Flood Safety Awareness Week

Flooding causes more property damage in the U.S. than any other weather-related event. It is a threat to life and property that can occur anywhere. On average, there are 89 fatalities and $8.3 billion in damages annually.

This year, National Flood Safety Awareness Week will take place March 15-21. The purpose of Flood Safety Awareness Week, according to NOAA and FEMA, is to encourage you to know your risks, take action, and be an example for others where you live.


Before a Flood

Sometimes floods develop slowly and forecasters can anticipate where a flood will happen days or weeks before it occurs. Oftentimes flash floods can occur within minutes and sometimes without any sign of rain. Being prepared can save your life and give you peace of mind.

  • Create an emergency plan in advance for your family.
  • Assemble an emergency survival kit with enough supplies for 3 days.
  • Know your risk. Flood insurance may be required or recommended for your property.
  • Keep tabs on the weather. An easy way is to sign up for weather notifications.
  • Alert others via texts and social media when a flood threat or other hazardous weather threat exists.
  • Prepare your home (check sump pump, install drain plugs or valves, sandbag, etc.)
  • Prepare your family and pets for potential evacuation.
  • Charge your essential electronics and try to have back up batteries on hand.
  • Leave if the threat of flooding seems likely.


During a Flood

During a flood, water levels and the rate the water is flowing can quickly change. Remain aware and monitor local radio and television outlets. Avoid flood waters at all costs and evacuate immediately when water starts to rise. Don’t wait until it’s too late!
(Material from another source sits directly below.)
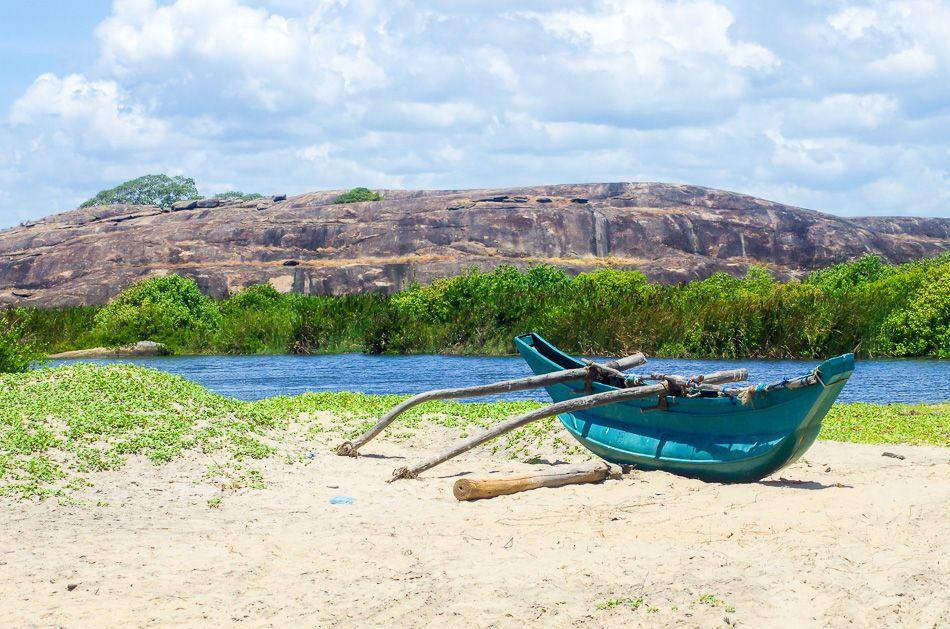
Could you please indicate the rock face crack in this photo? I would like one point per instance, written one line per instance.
(670, 232)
  • Monitor local radio and television (including NOAA Weather Radio), internet and social media for information and updates.
  • Do not drive into flooded roadways or around a barricade. A vehicle caught in swiftly moving water can be swept away in a matter of seconds. Twelve inches of water can float a car or small SUV and 18 inches of water can carry away large vehicles. Turn Around, Don’t Drown!
  • Never walk through a flooded area. It only takes six inches of moving water to knock you off your feet.
  • Stay away from power lines and electrical wires. Electrical current can travel through water and can cause electrocution.
  • Don’t go into a basement, or any room, if water covers the electrical outlets or if cords are submerged.
  • If told to evacuate, do so immediately. Be sure to lock your home as you leave. If you have time, disconnect utilities and appliances.


After a Flood

When flood waters recede, the damage left behind can be devastating and present many dangers. Images of flood destruction depict destroyed homes and buildings, damaged possessions, and decimated roadways. However, what you can’t see can be just as dangerous. Floodwaters often become contaminated with sewage or chemicals. Gas leaks and live power lines can be deadly, but are not obvious at first glance.

  • Let your family and close friends know that you’re okay so they can help spread the word. Register with or search the American Red Cross’s Safe and Well listings.
  • Do not enter a flood damaged home or building until you’re given the all clear by authorities.
  • Avoid standing floodwater as it could hide dangers including toxins and chemicals.
  • Ensure water is safe to drink, cook or clean with after a flood. Oftentimes a boil water order is put in place following a flood.
  • If you need assistance, take advantage of your local disaster relief services.
  • Contact your insurance agent as soon as possible to discuss the damage done to your property.